Note: i DO love filan/carmell but, omg how can i denialing this friend(zone)ship ;_; but, ya. dari awal, kedewasaan altan di relasi persahabatan mereka langsung bikin aku meleleh :)

untuk daddy altan, yang besok ulang tahun, happy early birthday!


flirtationship;

more than friendship, less than relationship

.


Altan sudah terbiasa mengingat hal-hal sistematis yang diputar oleh otaknya; bagaimana kesehariannya, bagaimana kegiatannya, dan bagaimana hidupnya berjalan. Ia punya alur transparan yang mampu ditangkap otaknya dengan jelas ketika mengingat seberapa penting perencanaan perjalanan hidup di dalam kehidupannya sendiri.
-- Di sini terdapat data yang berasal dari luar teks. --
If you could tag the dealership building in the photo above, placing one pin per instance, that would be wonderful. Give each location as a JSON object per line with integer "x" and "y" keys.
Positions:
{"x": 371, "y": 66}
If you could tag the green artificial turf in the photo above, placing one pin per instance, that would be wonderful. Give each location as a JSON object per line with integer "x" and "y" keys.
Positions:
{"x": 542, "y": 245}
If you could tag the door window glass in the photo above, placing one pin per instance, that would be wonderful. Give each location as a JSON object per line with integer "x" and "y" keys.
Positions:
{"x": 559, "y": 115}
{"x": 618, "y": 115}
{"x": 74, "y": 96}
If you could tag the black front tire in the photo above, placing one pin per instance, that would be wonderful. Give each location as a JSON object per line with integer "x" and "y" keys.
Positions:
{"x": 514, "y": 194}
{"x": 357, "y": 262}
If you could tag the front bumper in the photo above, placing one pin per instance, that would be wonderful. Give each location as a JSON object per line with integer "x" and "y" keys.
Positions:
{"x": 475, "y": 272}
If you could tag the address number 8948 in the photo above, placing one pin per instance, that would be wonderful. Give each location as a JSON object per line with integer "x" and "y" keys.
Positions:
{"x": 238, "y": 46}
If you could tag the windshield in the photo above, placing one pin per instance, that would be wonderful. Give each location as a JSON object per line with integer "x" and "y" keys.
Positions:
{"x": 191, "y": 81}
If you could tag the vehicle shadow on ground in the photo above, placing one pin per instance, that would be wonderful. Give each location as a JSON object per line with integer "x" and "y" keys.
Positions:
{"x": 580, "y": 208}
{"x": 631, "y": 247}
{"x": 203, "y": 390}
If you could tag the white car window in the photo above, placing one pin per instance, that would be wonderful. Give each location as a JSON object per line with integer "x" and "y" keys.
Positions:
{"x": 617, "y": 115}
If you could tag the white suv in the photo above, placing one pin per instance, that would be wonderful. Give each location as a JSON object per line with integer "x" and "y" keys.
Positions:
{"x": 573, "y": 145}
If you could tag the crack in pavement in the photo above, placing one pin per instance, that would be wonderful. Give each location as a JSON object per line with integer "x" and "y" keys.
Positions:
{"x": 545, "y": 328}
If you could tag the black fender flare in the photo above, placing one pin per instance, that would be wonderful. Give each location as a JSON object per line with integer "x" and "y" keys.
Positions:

Hal-hal yang di luar perkiraan akan ia masukkan ke dalam "unpredictable things", dan dalam kurun waktu beberapa tahun, Altan harus meminimalisasi bagian itu. Maka, ia akan kembali mengatur kehidupannya. Meluangkan beberapa waktu kosong untuk hal-hal yang lebih penting, yang bisa mendukung perjalanan hidupnya selama sekian tahun ke depan. Altan tak akan sembarangan melakukan sesuatu, ia akan menjadi seseorang yang sudah terpatri di dalam benaknya; teratur, terencana. Baginya, bukan hidup yang akan membawanya ke suatu tempat, tapi ialah yang mengiring hidup menuju ke satu tempat yang ia tuju.
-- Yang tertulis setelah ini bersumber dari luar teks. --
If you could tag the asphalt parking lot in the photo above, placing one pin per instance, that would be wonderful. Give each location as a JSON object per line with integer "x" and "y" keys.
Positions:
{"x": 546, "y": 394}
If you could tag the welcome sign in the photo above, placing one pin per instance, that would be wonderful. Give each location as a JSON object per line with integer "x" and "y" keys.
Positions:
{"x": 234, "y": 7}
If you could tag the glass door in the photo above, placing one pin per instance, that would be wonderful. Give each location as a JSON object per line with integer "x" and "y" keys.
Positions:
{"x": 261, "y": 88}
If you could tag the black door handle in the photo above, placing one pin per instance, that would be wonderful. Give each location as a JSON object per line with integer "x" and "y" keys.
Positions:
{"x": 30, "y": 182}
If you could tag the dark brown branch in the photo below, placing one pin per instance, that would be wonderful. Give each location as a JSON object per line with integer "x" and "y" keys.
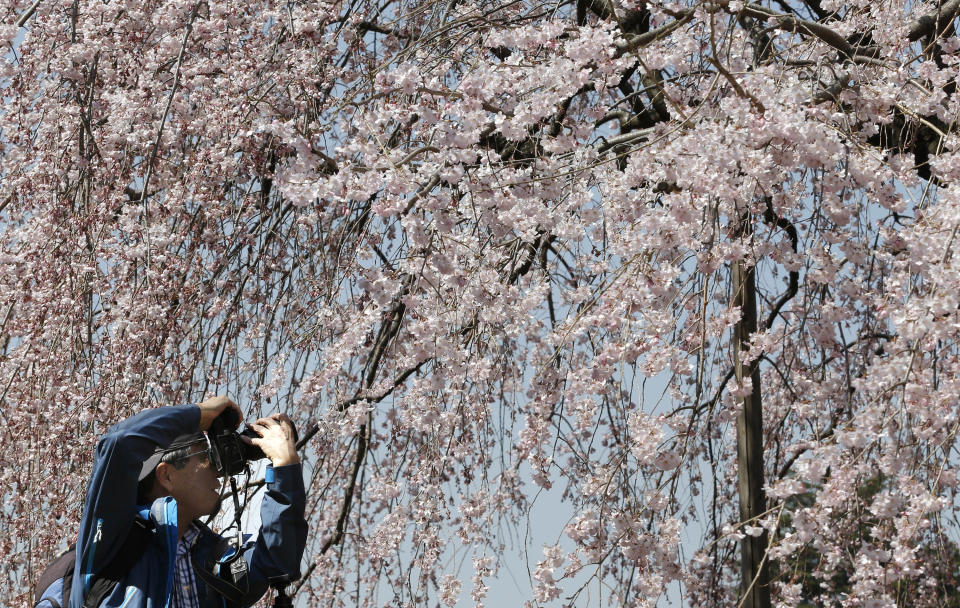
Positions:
{"x": 928, "y": 24}
{"x": 773, "y": 219}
Sebut ia kaku. Tapi bagi Altan, kaku akan jauh lebih baik dibandingkan melihat hidupmu tak memiliki arah di waktu-waktu yang akan datang.
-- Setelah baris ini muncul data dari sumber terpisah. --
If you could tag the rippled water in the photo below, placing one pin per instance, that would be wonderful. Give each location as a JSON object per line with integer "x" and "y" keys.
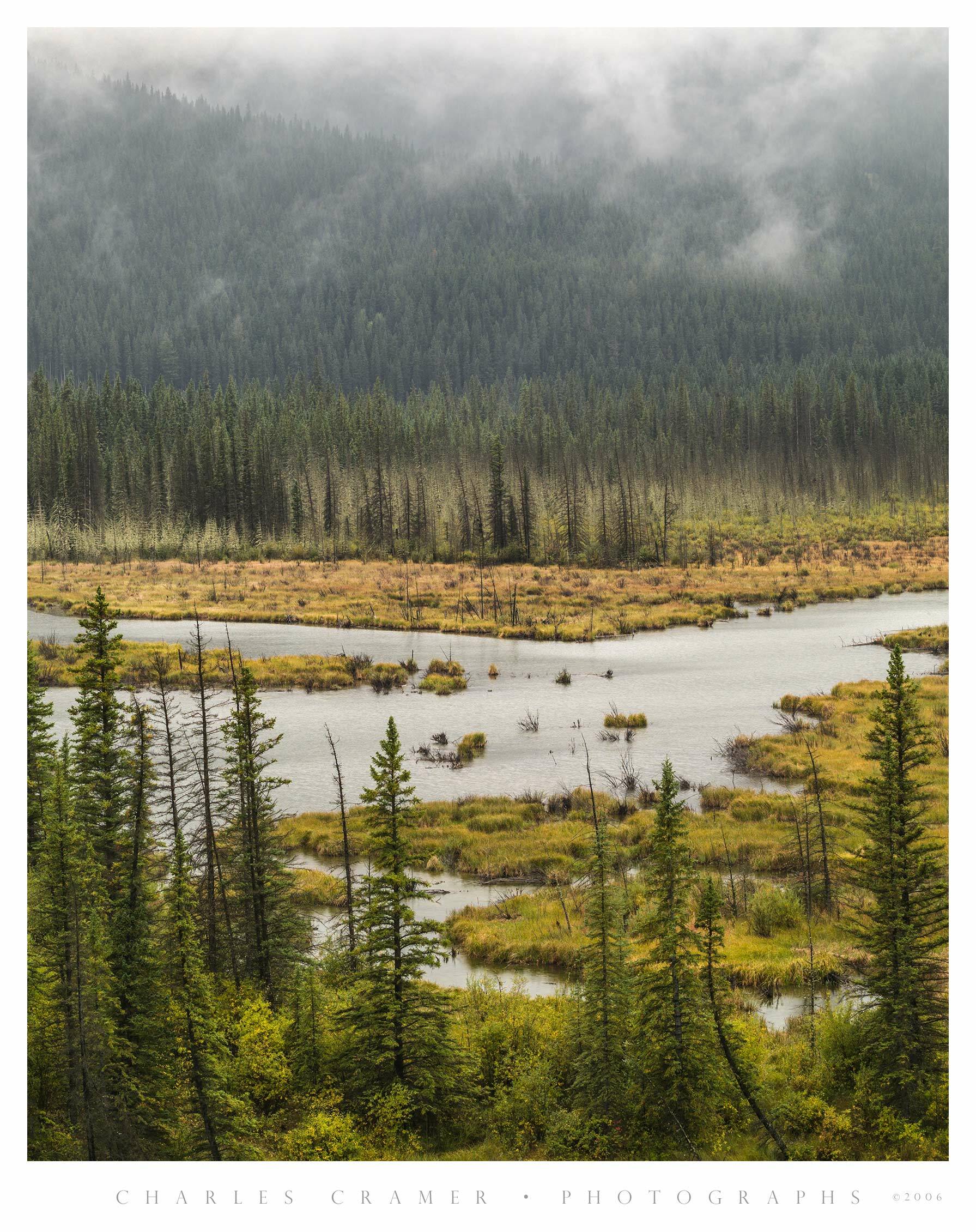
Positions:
{"x": 696, "y": 686}
{"x": 451, "y": 893}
Hanya saja, Altan terlewatkan. Ada satu hal yang Altan lewatkan, dan pada akhirnya, hal itu mengubah kehidupannya dengan satu presensi seseorang yang sampai saat ini, masih—dan akan terus, menjadi orang terdekatnya.

Carmell Nicanor.

Sebab bagi Altan, satu dari sekian hal-hal tak terencana dalam hidupnya adalah bertemu dengan Carmell.

.


Relasi mereka terbentuk di kala usia mereka terlampau belia. Ketika Altan baru saja menyadari menjadi astronot tak semudah terbang menggunakan pesawat. Carmell muncul dengan segala keceriannya, menyipitkan mata dan berbicara pada Altan seolah mereka sudah mengenal sejak lama. Senyumnya membuat Altan menyadari, bahwa hidupnya belum memiliki cukup banyak senyum sampai akhirnya bertemu Carmell—anak perempuan yang rambut merahnya sebatas pundak, yang seragam putih-merahnya selalu terlihat pas di tubuhnya, yang tingginya melebihi tinggi Altan ketika itu.

Perkenalan mereka lebih sederhana dari dongeng murah di toko buku. Tapi ketika Altan menyadari, relasi mereka sudah terbentuk lebih kuat dari rak-rak buku yang berdiri di sana.

Dan bahkan, Altan tak bisa mengingat, kapan pertama kali hidup mereka menjadi begitu bersinggungan.

Kapan pertama kali Altan menandai, bahwa Carmell menjadi hal kasual yang akan tercatat di rencana-rencana kehidupannya.

Dan kapan pertama kali ia tak keberatan dengan segala kejutan hidup yang diciptakan oleh Carmell.

.


Di suatu waktu, Altan pernah memimpikan tentang masa depan.

Rencana dan cita-cita dan mimpi yang mungkin akan terwujud. Satu mimpi pernah ia tuliskan; menjadi astronot dan menjelajahi luar angkasa yang infiniti. Tapi kerumitan sains membuatnya menyerah. Maka Altan mengubah mimpinya ke dalam hal yang lebih teoritis. Jauh dari sains. Dan lawyer adalah pilihan ideal versinya.

Masih. Dan selalu. Walau mimpinya berubah pun, perubahan itu tercatat dalam rencana hidupnya.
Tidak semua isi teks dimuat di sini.